Le visage marqué, le sélectionneur refuse d’évoquer son avenir personnel, toujours en suspens. «Heureusement que les lois d'exception et la guillotine n'existent plus, sinon certains parmi vous se feraient un malin plaisir de m'envoyer sur l'échafaud...»
Une allusion à peine masquée à l’acharnement médiatique dont il se dit victime, qui fait écho au «massacre à la tronçonneuse» déjà évoqué par le sélectionneur des Bleus. En 2006, il avait réussi à ressouder les Bleus sur le mode seuls contre tous.

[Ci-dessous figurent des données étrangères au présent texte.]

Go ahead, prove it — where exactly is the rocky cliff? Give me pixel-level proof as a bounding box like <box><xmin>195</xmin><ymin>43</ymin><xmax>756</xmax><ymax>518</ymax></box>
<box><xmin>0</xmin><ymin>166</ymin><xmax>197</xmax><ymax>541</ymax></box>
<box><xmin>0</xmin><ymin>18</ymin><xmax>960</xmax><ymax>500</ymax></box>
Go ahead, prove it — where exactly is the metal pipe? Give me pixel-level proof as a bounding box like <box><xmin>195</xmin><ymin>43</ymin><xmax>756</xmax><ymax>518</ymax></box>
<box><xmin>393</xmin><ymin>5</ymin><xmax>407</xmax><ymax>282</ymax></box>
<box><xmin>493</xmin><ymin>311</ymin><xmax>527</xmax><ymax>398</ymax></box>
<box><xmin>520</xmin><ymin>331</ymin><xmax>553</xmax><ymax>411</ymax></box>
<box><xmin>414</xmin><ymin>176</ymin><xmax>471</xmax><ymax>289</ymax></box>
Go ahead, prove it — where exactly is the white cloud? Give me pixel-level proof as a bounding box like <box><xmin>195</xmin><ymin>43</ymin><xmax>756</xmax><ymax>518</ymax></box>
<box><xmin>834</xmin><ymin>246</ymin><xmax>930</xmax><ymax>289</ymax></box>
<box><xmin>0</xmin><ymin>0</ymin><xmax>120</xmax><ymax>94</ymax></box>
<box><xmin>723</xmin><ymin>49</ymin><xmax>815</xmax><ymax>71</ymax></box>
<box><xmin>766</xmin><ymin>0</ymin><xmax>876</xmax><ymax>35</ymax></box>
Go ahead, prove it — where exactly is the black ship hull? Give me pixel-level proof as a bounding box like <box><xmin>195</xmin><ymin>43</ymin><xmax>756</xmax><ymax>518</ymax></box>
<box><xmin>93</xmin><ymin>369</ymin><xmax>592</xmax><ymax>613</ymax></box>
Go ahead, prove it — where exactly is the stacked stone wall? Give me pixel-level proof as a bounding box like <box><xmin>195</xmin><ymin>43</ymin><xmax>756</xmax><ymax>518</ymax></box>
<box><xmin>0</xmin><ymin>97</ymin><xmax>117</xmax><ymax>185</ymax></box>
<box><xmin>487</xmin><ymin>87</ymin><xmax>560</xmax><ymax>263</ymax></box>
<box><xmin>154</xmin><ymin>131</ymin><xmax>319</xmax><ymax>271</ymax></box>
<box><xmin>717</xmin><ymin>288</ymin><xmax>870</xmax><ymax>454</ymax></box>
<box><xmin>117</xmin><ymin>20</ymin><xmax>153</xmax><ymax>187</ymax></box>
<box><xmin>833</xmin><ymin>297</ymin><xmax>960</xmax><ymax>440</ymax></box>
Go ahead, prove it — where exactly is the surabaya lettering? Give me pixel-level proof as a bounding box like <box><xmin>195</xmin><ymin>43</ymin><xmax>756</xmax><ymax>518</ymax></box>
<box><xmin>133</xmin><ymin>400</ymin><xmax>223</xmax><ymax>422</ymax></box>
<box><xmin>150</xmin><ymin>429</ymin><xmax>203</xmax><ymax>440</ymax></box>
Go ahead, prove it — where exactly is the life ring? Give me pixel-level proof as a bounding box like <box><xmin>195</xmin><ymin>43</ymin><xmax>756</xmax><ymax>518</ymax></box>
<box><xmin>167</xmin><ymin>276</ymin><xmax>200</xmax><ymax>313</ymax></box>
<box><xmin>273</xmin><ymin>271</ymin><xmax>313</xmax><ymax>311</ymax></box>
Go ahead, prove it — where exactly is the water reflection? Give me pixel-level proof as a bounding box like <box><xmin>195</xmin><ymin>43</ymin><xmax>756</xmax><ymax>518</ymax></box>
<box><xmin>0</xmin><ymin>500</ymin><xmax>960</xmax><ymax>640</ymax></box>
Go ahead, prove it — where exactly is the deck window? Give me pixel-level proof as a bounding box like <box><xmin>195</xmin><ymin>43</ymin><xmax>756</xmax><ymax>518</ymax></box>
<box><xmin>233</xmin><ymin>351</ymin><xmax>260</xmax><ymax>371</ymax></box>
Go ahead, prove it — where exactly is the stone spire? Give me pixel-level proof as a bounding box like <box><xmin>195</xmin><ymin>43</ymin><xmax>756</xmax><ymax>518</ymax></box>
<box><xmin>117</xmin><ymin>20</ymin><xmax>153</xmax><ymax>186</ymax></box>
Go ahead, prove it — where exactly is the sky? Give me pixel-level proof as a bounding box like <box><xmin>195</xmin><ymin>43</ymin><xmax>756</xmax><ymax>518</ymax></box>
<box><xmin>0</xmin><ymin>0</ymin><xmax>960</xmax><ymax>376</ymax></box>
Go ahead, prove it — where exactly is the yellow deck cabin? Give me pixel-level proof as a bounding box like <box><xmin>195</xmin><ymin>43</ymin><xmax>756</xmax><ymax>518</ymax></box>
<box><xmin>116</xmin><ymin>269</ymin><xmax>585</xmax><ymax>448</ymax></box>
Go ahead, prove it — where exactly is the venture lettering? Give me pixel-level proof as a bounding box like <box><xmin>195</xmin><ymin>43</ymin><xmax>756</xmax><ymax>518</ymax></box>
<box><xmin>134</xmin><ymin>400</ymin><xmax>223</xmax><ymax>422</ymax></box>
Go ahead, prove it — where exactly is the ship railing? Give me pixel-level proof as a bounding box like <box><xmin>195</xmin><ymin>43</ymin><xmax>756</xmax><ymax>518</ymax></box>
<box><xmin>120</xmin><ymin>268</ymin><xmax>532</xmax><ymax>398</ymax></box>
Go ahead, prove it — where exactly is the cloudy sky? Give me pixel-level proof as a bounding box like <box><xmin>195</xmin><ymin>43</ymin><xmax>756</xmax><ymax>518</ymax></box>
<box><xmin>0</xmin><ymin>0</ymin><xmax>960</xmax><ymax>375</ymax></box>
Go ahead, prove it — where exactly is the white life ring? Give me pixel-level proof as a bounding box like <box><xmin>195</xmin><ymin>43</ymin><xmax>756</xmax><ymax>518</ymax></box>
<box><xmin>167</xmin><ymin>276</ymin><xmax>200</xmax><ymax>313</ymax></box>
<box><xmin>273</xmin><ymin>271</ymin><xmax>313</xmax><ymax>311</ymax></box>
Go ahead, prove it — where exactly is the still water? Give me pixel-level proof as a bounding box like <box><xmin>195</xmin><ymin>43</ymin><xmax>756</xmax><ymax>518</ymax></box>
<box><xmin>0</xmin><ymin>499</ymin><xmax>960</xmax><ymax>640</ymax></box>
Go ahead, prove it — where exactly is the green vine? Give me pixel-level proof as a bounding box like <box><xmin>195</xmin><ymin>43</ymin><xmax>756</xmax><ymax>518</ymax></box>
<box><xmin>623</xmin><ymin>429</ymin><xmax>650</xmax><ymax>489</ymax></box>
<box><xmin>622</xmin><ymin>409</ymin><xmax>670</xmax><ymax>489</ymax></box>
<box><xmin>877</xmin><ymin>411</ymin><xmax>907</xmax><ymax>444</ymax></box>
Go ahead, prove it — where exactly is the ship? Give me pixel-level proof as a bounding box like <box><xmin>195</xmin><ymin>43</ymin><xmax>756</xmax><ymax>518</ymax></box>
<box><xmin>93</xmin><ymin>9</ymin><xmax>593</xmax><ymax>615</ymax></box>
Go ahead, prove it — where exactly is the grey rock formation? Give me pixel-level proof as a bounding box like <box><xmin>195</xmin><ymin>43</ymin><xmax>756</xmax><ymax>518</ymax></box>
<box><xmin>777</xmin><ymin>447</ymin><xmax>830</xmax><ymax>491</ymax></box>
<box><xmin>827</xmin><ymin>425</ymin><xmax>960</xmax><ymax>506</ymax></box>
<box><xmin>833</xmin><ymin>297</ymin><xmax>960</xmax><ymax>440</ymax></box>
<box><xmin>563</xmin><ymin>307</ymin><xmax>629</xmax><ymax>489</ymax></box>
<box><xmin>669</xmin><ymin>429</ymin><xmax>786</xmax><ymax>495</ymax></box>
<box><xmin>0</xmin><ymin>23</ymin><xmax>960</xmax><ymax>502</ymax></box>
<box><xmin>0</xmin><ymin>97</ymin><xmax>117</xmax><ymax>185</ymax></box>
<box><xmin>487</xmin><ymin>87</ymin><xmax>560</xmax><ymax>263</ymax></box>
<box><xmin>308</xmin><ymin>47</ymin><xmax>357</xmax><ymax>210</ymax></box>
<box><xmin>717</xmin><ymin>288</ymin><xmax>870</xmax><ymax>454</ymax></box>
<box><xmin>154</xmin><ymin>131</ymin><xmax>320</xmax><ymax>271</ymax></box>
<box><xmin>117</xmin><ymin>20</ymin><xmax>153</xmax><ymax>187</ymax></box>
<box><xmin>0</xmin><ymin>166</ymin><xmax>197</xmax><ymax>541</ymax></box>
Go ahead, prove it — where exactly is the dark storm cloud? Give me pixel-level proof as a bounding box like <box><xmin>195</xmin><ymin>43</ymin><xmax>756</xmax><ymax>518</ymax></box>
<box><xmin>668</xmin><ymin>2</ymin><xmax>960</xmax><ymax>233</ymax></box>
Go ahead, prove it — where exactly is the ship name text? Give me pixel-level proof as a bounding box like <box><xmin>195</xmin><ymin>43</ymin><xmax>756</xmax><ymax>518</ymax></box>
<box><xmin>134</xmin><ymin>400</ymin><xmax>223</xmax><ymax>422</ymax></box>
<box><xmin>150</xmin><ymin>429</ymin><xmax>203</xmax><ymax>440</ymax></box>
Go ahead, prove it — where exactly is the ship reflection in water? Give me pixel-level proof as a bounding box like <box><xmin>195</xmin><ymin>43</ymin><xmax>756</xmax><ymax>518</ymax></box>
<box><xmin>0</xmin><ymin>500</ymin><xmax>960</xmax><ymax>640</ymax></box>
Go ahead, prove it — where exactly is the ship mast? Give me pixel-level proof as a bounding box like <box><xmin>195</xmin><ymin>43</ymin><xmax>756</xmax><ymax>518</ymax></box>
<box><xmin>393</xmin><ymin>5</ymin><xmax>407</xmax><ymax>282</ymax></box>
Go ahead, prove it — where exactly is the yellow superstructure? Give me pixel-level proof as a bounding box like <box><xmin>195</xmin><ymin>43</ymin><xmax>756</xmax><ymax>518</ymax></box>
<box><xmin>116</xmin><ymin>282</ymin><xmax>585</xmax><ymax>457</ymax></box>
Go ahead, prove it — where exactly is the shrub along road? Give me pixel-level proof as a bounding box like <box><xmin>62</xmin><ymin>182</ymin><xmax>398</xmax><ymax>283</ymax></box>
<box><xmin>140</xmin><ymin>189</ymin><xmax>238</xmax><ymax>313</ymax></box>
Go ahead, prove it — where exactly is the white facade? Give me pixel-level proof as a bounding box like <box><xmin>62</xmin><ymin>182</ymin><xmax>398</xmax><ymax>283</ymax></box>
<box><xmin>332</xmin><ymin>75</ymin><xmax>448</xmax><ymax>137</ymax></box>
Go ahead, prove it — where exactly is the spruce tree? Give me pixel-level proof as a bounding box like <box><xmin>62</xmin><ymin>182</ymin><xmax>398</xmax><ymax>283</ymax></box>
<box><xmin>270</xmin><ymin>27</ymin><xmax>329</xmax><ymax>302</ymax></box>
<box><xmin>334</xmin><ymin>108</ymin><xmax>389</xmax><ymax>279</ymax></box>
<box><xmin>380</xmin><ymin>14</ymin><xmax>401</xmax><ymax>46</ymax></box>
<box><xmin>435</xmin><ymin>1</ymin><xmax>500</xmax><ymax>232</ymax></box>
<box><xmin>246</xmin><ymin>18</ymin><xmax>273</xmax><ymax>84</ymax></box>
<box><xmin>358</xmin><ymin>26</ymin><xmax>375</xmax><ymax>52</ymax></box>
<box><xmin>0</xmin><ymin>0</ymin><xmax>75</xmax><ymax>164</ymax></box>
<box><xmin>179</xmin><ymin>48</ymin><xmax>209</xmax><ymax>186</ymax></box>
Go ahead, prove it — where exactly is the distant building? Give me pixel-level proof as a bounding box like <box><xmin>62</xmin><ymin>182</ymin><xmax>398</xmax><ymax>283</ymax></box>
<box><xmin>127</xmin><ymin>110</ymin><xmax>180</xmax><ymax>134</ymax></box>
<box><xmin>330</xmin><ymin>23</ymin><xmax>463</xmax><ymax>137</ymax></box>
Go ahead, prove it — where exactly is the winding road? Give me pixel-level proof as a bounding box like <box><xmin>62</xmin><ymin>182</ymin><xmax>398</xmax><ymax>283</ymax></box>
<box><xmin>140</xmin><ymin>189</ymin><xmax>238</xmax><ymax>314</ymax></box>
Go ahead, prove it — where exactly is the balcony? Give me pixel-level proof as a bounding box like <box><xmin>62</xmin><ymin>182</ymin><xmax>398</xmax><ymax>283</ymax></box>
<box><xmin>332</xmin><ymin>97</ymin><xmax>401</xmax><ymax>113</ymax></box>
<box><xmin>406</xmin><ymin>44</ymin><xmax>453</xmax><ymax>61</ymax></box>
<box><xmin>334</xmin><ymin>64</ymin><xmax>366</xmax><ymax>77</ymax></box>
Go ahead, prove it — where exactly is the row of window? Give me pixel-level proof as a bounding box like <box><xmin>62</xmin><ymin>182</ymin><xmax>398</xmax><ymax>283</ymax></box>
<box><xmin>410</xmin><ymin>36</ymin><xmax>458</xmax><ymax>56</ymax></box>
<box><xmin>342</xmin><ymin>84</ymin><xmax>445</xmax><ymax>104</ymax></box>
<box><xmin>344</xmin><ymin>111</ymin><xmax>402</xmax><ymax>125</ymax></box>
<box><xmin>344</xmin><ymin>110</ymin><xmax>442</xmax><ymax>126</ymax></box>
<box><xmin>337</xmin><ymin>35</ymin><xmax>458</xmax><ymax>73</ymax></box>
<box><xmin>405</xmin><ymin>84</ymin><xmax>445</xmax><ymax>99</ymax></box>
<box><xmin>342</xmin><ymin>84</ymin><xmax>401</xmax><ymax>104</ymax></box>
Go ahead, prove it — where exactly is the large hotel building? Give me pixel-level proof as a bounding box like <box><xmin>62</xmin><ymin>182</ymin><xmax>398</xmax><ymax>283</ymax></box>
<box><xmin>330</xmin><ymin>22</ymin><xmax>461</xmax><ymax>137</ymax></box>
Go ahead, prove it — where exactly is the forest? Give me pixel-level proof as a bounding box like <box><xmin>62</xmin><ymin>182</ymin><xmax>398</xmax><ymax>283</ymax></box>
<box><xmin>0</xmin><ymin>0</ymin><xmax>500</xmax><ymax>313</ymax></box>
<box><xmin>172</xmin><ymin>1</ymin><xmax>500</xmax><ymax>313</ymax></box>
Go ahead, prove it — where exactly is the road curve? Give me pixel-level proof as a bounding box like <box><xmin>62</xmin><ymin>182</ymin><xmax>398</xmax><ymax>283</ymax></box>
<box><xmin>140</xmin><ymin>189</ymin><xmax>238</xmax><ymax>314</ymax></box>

Cette fois, Raymond Domenech est seul, presque sans les joueurs.
Au sein du groupe, Thierry Henry, assure que les joueurs ne pensent pas en priorité à l’avenir de leur coach: «Nous, on ne se dit pas que si on perd, il va sauter. On pense au football et c’est tout. Il faudra qu’on retrouve de l’allant pour gagner. Et peu importe la manière.» Avec une pointe de cynisme, le capitaine des Bleus trouve malgré tout une raison de positiver: «Quoi qu’il arrive, on sait qu’on ne peut pas faire pire.»